Get started with Pulsar Functions
This tutorial walks you through running a standalone Pulsar cluster on your machine, and then running your first Pulsar Function using that cluster. The first Pulsar Function runs in local run mode (outside your Pulsar cluster), while the second runs in cluster mode (inside your cluster).
In local run mode, Pulsar Functions communicate with Pulsar cluster, but run outside of the cluster.
Prerequisites
Install Maven on your machine.
Run a standalone Pulsar cluster
In order to run Pulsar Functions, you need to run a Pulsar cluster locally first. The easiest way is to run Pulsar in standalone mode. Follow these steps to start up a standalone cluster.
$ wget https://archive.apache.org/dist/pulsar/pulsar-2.4.0/apache-pulsar-2.4.0-bin.tar.gz
$ tar xvfz apache-pulsar-2.4.0-bin.tar.gz
$ cd apache-pulsar-2.4.0
$ bin/pulsar standalone \
--advertised-address 127.0.0.1
When running Pulsar in standalone mode, the public
tenant and the default
namespace are created automatically. The tenant and namespace are used throughout this tutorial.
Run a Pulsar Function in local run mode
You can start with a simple function that takes a string as input from a Pulsar topic, adds an exclamation point to the end of the string, and then publishes the new string to another Pulsar topic. The following is the code for the function.

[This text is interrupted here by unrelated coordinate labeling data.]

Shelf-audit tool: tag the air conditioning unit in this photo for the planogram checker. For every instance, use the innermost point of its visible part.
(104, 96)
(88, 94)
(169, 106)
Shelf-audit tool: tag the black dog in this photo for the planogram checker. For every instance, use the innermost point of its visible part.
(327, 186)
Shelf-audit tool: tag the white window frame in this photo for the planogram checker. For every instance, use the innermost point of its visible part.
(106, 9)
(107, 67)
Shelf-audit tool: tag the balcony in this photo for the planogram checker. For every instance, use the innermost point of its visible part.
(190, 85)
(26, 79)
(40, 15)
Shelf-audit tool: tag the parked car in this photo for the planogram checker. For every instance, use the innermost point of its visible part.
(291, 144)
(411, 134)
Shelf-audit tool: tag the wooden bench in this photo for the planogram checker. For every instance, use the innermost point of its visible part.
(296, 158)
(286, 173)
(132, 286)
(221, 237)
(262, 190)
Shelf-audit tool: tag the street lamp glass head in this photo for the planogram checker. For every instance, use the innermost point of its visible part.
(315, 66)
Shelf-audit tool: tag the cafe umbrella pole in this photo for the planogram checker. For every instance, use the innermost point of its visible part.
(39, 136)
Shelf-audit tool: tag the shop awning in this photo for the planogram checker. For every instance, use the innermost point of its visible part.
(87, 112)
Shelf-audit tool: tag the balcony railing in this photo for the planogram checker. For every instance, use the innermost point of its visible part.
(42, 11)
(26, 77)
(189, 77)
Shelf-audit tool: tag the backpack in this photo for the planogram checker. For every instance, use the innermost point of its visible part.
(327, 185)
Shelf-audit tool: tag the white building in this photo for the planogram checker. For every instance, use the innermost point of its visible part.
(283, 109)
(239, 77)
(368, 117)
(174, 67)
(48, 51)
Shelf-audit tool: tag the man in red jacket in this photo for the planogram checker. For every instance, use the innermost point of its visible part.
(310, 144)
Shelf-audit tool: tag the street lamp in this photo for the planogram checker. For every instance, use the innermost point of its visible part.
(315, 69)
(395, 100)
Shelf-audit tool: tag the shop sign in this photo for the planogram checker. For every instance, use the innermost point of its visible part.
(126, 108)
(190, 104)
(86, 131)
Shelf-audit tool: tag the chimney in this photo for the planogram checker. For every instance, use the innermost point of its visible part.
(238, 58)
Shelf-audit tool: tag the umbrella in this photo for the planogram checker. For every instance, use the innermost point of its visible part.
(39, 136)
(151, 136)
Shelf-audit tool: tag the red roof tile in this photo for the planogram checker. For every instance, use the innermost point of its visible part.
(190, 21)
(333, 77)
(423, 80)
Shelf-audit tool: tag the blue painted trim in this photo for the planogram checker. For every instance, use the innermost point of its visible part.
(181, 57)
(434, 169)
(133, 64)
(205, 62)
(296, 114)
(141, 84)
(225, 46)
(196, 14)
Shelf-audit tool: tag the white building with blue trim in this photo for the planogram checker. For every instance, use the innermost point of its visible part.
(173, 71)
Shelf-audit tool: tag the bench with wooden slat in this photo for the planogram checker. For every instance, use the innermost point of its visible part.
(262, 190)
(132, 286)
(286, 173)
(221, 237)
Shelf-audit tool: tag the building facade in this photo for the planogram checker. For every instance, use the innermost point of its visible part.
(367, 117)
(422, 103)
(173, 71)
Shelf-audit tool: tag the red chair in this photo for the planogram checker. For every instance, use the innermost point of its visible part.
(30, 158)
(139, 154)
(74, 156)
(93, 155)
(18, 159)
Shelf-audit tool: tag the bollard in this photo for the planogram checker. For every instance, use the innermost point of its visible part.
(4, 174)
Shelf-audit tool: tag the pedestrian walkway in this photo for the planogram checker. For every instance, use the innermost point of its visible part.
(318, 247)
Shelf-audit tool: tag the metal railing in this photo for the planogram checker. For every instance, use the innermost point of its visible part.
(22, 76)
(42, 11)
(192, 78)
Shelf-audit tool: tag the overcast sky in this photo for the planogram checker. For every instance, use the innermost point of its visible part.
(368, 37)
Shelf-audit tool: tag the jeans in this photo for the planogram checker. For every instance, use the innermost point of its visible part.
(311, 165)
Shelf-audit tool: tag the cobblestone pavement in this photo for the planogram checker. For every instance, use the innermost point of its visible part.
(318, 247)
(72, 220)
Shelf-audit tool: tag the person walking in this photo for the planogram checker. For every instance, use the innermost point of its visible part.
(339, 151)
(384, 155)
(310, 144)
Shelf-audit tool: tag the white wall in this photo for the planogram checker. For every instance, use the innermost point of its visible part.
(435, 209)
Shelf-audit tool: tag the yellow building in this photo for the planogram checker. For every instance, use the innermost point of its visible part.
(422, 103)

package org.apache.pulsar.functions.api.examples;
import java.util.function.Function;
public class ExclamationFunction implements Function<String, String> {
@Override
public String apply(String input) {
return String.format("%s!", input);
}
}
A JAR file containing this function and several other functions (written in Java) is included with the binary distribution you have downloaded (in the examples
folder). Run the function in local mode on your laptop but outside your Pulsar cluster with the following commands.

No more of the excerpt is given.